Le Point Afrique : Le Sénégal vient de vivre une séquence électorale inédite, où le camp présidentiel a été envoyé dans les cordes. D’abord aux municipales, ensuite aux législatives. Comment expliquez-vous ce reflux des partisans du président Macky Sall et surtout cette poussée des oppositions ?
Alioune Tine : C’est une bonne question dans la mesure où le président Macky Sall a fait beaucoup de réalisations dans le domaine des infrastructures, surtout dans la capitale à Dakar, où les huit sièges de députés ont été raflés par l’opposition, il a également fait des réalisations concrètes à l’intérieur du pays. Alors qu’est-ce qui n’a pas marché ? Je pense que d’abord, c’est l’usure d’un pouvoir présidentiel quasi absolu, très solitaire pendant pratiquement une dizaine d’années. Ensuite, c’est l’incertitude et la quasi-obsession sur la question du troisième mandat.

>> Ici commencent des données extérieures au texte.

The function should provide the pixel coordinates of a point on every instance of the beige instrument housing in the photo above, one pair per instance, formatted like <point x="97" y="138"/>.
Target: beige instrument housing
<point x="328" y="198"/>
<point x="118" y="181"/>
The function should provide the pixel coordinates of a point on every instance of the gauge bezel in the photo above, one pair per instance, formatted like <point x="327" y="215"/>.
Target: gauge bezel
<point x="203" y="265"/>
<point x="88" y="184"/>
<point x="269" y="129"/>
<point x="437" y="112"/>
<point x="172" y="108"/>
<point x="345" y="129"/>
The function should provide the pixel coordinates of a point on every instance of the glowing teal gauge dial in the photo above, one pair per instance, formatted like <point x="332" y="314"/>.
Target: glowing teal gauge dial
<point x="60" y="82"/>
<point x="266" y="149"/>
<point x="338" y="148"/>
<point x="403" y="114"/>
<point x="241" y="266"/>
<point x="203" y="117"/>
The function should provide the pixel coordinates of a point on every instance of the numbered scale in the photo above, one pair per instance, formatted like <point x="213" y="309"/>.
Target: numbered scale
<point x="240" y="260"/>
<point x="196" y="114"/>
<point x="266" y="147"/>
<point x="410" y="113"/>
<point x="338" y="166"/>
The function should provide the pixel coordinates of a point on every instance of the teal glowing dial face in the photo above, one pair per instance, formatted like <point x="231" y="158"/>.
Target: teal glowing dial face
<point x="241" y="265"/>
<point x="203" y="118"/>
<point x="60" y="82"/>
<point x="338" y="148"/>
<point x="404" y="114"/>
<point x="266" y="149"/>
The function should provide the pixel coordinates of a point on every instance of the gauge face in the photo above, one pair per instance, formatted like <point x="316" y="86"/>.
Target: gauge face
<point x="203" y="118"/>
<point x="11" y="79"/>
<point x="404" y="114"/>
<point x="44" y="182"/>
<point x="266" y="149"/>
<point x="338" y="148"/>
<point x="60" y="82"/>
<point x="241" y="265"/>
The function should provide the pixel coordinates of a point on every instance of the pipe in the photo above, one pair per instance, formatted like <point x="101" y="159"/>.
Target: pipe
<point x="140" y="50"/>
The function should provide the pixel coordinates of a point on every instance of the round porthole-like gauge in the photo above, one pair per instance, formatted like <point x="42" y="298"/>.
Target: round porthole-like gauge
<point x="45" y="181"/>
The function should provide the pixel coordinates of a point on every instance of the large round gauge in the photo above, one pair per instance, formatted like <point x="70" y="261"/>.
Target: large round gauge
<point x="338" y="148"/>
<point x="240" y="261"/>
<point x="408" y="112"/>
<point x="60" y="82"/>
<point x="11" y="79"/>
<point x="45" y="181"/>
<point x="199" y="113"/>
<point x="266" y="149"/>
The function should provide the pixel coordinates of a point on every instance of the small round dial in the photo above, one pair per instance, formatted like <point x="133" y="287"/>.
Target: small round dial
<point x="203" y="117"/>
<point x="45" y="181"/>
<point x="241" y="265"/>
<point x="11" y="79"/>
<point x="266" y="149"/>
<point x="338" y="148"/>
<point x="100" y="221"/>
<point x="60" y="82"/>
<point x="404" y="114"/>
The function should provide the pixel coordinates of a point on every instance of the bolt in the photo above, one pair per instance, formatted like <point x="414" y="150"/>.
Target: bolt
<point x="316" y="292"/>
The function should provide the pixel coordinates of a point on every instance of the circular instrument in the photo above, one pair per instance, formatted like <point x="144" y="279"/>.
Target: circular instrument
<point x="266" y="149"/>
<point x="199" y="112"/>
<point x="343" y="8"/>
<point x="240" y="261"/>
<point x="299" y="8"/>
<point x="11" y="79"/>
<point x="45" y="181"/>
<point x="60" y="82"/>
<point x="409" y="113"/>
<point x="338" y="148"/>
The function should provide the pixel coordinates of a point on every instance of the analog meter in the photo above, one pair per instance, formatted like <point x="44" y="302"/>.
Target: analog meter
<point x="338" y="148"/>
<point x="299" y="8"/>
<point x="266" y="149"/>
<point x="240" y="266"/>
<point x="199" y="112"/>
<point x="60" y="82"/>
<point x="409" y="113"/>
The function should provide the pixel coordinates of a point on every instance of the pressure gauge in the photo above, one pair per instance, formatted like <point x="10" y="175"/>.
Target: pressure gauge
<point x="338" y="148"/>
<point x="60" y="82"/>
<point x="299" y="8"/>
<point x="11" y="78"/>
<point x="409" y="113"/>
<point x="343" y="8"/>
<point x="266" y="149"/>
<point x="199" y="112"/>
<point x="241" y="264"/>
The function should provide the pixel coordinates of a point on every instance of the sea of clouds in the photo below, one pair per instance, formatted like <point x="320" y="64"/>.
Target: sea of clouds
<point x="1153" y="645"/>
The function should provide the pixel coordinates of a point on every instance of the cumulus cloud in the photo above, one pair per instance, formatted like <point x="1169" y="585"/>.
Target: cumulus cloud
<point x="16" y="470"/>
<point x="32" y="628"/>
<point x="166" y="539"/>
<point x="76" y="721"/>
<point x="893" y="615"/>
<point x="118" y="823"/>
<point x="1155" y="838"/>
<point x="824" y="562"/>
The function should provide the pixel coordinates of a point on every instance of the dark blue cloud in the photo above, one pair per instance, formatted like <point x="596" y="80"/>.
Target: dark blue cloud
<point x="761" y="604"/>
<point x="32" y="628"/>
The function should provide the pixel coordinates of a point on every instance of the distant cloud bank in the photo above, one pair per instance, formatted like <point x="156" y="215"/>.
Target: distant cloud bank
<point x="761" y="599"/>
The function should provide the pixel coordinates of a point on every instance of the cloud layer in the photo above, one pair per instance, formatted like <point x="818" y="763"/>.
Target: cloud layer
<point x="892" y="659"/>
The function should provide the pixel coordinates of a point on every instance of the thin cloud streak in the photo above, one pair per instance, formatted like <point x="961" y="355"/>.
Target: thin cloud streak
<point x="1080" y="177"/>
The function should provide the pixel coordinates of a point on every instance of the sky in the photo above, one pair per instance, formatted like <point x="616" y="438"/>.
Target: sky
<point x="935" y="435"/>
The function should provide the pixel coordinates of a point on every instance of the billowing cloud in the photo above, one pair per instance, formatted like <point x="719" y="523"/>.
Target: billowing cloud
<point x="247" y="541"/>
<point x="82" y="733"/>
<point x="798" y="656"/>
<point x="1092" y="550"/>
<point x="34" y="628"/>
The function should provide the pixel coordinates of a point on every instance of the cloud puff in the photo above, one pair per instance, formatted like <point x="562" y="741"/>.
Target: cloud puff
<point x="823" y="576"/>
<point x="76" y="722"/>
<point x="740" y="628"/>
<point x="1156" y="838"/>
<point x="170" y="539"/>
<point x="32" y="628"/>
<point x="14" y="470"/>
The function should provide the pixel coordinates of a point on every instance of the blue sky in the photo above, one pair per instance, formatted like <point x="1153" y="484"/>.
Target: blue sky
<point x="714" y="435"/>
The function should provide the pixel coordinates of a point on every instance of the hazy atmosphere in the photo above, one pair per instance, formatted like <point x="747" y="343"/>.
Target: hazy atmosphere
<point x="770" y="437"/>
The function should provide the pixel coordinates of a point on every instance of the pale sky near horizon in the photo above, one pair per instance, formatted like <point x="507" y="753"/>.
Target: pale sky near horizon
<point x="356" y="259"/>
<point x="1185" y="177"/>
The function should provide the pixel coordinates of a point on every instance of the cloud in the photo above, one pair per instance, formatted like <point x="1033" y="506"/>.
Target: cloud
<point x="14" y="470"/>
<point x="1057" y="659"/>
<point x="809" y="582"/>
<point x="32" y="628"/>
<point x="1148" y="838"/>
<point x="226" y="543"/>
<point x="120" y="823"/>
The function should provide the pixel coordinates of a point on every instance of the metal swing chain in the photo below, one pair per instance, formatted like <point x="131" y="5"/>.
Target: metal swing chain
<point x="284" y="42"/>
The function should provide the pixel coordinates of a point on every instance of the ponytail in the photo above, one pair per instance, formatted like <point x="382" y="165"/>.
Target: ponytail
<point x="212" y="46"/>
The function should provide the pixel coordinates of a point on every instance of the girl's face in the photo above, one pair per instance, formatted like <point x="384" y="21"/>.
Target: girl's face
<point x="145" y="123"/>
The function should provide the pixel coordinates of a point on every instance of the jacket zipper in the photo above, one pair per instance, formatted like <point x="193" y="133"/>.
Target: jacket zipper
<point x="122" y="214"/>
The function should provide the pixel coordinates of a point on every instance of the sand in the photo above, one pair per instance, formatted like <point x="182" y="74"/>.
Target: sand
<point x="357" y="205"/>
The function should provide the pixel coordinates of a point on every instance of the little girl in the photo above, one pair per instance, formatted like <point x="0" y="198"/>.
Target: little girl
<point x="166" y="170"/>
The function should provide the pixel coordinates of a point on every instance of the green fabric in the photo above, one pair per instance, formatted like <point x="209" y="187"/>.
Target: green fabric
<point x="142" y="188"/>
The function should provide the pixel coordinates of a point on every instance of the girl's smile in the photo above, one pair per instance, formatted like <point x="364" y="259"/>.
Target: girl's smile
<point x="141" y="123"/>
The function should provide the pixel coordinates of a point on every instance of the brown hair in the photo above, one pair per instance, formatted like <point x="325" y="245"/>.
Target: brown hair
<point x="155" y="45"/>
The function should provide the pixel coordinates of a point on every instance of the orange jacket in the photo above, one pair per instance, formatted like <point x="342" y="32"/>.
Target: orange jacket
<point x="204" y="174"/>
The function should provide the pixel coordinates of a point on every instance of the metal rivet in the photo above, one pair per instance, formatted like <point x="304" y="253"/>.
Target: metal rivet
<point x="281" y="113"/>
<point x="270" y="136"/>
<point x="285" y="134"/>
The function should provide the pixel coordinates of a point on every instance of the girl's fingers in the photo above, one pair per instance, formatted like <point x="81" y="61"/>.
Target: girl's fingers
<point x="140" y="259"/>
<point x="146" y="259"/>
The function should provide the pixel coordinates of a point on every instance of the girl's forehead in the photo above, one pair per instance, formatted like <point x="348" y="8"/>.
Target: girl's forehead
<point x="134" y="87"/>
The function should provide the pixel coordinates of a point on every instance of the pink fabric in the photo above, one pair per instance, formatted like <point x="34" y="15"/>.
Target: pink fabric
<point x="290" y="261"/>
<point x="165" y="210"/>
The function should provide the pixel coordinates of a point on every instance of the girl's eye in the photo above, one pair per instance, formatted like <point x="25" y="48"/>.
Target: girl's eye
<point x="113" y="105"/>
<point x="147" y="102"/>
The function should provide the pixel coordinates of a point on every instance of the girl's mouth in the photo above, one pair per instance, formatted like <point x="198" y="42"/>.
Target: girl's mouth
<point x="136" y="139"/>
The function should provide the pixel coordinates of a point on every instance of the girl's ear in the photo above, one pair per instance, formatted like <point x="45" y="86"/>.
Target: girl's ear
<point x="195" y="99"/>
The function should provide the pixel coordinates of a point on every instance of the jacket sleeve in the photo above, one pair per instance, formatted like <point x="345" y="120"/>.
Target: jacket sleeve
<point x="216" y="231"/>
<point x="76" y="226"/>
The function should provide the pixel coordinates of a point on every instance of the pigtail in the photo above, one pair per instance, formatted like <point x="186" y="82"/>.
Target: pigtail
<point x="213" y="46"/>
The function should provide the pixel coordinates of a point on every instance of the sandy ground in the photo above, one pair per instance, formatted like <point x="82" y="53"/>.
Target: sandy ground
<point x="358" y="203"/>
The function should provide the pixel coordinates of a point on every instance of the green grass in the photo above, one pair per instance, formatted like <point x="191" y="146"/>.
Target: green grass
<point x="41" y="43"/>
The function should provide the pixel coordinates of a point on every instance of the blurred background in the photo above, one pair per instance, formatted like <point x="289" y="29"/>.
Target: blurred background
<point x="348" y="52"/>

Déjà en 2012, alors président de la Rencontre africaine pour la défense des droits de l’homme (RADDHO), Alioune Tine était en première ligne pour la défense d’une véritable démocratie au Sénégal.L’impression qu’il donne d’être un président autoritaire au regard des arrestations, des détentions d’opposants ou de membres de la société civile et l’impunité de ses proches collaborateurs et des forces de l’ordre soupçonnés d’avoir commis des violences sur des manifestants. Je pense également que la plupart des « transhumants » qui l’ont rejoint n’ont pas été d’une très grande utilité s’ils n’ont pas eu d’ailleurs un effet tout à fait négatif sur son image et sur la campagne. Aussi, l’image de la Justice, du Parlement dans ces temps de défis n’est pas des plus reluisantes.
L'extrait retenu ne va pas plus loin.